In the second week of January, disused Christmas trees were collected in Gsteig, Saanen and Lauenen. But what actually happens to them after they have fulfilled their intended purpose in our living rooms?

Throughout the year, small fir trees are of little importance. At Christmas, however, we decorate them richly and even share our homes with them – until the old year makes way for the new. Then they soon have had their day and end up in front of our doors or on the collection site. But what actually happens to these trees after they have done their Christmas duty?

In Lauenen, people bring their disused Christmas trees to a collection point. Saanen collects them with the refuse collection service. Eventually, all the trees end up in the same place, the Sortiergesellschaft AG (SORSAG) in Saanen. There they are first piled up in a heap. Florin Shkoza, a long-time employee of SORSAG, reveals that four tonnes were collected this January. “That sounds like a lot, but this year we received about a quarter fewer Christmas trees than usual,” he says. “That’s because, due to the Corona measures, not all the tourists who normally celebrate Christmas here came.”

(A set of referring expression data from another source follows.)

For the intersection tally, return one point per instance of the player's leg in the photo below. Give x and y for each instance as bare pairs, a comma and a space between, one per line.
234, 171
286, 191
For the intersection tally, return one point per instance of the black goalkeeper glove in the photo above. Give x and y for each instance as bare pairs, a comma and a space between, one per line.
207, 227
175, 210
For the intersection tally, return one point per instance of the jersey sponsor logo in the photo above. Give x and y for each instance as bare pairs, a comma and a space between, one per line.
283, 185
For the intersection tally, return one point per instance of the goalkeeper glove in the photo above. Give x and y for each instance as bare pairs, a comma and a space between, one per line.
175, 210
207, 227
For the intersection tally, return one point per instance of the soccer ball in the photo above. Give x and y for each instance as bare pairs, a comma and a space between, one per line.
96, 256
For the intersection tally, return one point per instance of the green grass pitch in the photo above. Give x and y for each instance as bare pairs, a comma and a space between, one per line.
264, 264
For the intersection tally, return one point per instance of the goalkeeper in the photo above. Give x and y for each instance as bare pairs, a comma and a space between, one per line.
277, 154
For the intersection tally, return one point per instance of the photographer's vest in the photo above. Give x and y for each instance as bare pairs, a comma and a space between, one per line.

Each tree is individually scanned for metal, such as wires or nails, as well as plastic. SORSAG needs to remove these objects and dispose them separately, which causes additional work and costs. “For a while there were entire Christmas decorations in quite a few Christmas trees,” Shkoza recalls. “This year and last year, however, that has improved a lot, and we are very grateful for that.”

Once sorted, the wood from the trees is chopped into two different sizes by an external employee of Gebrüder von Grünigen Schönried AG. He shreds a first, minor part of the trees: SORSAG then puts these wood chips into the compost to make compost soil.

The majority of the Christmas trees, on the other hand, are coarsely chopped. From now on, Energieholz AG (ENHOSAG) is responsible for the wood chips: they store them and transport them to the incineration plant on the site. Around 50,000m3 of energy wood are produced on site each year and burned by another company, the Genossenschaft Elektra Baselland (EBL), in the Saanen and Schönried heating plants. Several hundred buildings are thus supplied with ecological heat via the Saanen-Gstaad and Schönried district heating networks.

Gsteig
The journey of the Christmas trees from Gsteig-Feutersoey is not exactly the same. The residents of the municipality still have time to deposit their trees at the collection point in Feutersoey – after that, the municipality is responsible for sorting foreign objects made of metal or plastic and delivering the recyclable trees to MvS AG. “We only get the wood from the municipality that we can really use,” explains employee Philipp Perreten, “that makes our work easier.”

MvS AG chops the wood into small pieces and then transports it to the storage hall of the Gsteig heating network, where it dries for three months together with other wood chips. Only then is the energy wood ready to be burned in the EBL’s Gsteig plant to generate heat and to provide comfortably warm living rooms in the surrounding area.

Thus, long after Christmas, a breath of our Christmas trees returns to our homes: in the form of heat.